You’ll also want to appoint one person or department to keep a regular schedule of updates and virus scans. For larger organizations with IT departments, it should be a regular part of the department’s activities. Smaller nonprofits will want to designate one person to coordinate updates for every computer and every software product that deals with data.
Your employees and volunteers can be your best resources, but they can also be your greatest weakness. We recommend that all nonprofit clients hold regular training sessions or, at the very least, send regular updates to staff and volunteers about the latest malware, ransomware, and phishing schemes.
Consider providing online courses in scam detection for anyone who might work with sensitive donor data. Make sure everyone knows federal and international privacy regulations and is in compliance with the most recent changes. At the very least, make sure you’re hosting an annual IT security awareness training session.
Don’t assume that everyone dealing with donor data has the same level of breach awareness that you do. Provide your staff with detailed descriptions of the different types of cyber-attacks possible.
Finally, test their tech-savviness with drills. Send out a fake phishing email to employees every once in a while. Ask your vendors to do the same. This will help identify who could use more help and who needs more information. You might be surprised, too, by who takes the bait: sometimes it’s a higher-level exec who’s always in such a hurry that they’ll click anything in front of them.
It’s a great idea to set up a questionnaire for each of your third-party vendors. This will help you establish areas of particular data vulnerability. You’ll want to know several things, including:
Establish a point person for each vendor’s data security. Make sure they agree with you about the importance of protecting donor data. Conduct frequent check-ins with your vendors to make sure they’re still compliant.

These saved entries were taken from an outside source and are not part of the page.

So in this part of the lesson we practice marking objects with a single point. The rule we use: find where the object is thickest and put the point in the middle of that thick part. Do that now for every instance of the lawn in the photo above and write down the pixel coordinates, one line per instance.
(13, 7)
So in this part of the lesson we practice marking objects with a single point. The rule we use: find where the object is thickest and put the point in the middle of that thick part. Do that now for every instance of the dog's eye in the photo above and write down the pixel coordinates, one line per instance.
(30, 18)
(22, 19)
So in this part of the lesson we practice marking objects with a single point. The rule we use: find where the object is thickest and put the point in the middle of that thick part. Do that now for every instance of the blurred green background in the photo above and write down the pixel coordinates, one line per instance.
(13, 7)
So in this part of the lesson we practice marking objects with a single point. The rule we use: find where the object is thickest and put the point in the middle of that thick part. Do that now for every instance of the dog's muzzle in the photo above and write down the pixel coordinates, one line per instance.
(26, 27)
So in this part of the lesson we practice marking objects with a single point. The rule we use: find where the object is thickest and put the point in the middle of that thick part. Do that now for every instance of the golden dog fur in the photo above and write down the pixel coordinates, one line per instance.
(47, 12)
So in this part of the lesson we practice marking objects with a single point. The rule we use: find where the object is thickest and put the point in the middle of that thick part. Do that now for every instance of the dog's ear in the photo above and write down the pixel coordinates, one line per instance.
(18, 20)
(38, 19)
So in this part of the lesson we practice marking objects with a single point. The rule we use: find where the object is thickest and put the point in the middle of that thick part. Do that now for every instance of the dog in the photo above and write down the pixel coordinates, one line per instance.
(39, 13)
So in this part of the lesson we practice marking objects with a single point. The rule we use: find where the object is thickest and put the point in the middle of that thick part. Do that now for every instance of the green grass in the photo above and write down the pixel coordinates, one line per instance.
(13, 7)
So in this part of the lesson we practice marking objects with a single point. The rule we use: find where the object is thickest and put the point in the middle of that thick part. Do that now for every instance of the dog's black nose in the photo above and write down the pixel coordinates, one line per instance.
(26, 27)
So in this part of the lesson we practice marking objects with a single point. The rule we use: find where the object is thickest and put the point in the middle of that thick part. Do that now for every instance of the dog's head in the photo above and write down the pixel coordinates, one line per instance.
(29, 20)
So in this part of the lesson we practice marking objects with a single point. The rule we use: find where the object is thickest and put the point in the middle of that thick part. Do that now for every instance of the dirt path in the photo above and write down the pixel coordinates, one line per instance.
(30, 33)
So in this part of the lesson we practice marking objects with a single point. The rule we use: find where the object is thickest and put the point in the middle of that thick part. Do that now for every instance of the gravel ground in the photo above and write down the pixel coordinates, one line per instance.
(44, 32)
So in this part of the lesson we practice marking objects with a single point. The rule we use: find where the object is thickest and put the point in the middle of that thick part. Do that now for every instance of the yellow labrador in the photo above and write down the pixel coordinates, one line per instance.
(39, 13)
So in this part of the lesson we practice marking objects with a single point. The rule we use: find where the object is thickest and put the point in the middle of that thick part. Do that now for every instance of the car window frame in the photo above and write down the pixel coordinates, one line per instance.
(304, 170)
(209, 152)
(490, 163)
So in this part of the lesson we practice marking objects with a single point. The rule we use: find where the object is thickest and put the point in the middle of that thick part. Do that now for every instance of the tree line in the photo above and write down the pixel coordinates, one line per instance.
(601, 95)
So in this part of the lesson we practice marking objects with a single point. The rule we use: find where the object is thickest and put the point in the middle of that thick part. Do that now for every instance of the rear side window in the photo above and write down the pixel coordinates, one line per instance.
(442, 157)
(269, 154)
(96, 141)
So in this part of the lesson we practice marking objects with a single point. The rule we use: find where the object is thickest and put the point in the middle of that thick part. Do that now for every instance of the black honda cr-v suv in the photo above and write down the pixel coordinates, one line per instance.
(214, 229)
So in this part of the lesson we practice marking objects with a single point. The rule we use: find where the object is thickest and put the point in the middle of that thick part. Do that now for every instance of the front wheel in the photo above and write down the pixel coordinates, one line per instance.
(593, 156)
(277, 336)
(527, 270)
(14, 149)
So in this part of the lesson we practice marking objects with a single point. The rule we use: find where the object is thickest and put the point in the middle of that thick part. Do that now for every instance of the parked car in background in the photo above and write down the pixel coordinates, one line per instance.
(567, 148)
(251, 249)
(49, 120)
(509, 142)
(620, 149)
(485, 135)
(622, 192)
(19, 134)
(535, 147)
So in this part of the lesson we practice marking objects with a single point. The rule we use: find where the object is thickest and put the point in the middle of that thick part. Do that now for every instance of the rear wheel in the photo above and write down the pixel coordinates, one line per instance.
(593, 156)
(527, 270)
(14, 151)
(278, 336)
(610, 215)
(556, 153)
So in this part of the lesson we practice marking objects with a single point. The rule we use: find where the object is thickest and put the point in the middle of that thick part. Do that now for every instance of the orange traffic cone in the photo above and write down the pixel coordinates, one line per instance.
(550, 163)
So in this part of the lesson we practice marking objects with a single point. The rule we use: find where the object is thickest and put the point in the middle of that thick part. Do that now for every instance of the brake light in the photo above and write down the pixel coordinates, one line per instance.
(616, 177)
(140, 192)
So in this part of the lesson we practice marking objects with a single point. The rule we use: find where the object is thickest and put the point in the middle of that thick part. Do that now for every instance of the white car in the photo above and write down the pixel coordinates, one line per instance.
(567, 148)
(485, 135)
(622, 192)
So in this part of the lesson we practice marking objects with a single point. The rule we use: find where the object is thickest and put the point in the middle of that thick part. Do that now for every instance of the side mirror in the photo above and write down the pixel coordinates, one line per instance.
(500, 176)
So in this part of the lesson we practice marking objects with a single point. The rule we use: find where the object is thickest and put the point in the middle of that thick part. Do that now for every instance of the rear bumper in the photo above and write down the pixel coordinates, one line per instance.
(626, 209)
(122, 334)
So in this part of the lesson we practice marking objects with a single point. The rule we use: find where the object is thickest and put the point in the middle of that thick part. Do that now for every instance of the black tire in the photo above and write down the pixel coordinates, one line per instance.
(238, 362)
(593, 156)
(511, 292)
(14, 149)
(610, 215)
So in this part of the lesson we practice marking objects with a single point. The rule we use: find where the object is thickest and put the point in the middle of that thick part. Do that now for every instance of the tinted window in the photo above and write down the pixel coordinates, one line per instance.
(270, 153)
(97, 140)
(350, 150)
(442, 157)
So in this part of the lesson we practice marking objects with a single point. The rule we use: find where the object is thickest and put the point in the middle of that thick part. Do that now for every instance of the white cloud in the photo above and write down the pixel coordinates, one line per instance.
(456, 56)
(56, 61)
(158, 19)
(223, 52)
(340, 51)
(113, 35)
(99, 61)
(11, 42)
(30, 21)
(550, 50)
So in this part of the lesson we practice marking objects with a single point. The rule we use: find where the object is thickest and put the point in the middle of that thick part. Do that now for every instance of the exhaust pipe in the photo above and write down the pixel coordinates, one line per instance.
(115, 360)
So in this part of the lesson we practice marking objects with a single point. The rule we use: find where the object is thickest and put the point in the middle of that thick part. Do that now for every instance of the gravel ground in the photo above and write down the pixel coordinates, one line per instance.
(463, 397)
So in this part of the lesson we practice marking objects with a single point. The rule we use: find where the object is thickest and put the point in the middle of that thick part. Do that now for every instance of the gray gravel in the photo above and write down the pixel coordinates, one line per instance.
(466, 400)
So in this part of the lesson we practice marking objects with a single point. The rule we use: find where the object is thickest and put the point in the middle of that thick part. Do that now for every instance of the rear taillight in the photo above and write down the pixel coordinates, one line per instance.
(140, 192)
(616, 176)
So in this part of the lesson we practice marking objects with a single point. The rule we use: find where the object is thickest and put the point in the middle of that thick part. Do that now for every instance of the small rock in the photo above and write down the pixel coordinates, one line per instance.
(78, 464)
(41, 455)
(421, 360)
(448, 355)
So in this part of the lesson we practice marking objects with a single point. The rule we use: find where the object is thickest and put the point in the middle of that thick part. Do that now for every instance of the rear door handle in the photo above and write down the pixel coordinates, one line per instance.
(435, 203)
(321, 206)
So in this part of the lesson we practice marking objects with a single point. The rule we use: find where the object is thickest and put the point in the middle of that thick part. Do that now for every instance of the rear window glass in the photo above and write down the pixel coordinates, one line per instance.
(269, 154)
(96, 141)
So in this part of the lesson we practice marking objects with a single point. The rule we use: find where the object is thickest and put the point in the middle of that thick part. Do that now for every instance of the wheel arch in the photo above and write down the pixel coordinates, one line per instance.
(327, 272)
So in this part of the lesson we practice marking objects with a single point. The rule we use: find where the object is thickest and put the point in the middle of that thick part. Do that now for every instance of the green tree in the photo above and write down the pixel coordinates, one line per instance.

A recent catastrophic data breach is thought to have been accomplished because a third-party vendor employee took a work laptop with access to their client’s sensitive HIPAA-regulated data to a coffee shop. From there, it was frighteningly simple for spyware to infiltrate the employee’s computer, access all that sensitive data, and wreak havoc. Hundreds of thousands of patients had their medical data compromised because one employee chose to work from a coffee shop on a Wi-Fi connection that wasn’t secure.
Make sure your staff knows the difference between a secure and a public Wi-Fi connection. And make sure that any equipment with access to donor information — including telephones, and equipment belonging to vendors — is working on secure connections at all times.
At the end of the day, the loss of money, trust and reputation caused by a data breach will devastate you and your vendors. Be accountable to each other. Conduct self-checks consistently, remain in communication and compliance, and your treasured relationships with both vendors and donors, just like your data architecture, will stay secure.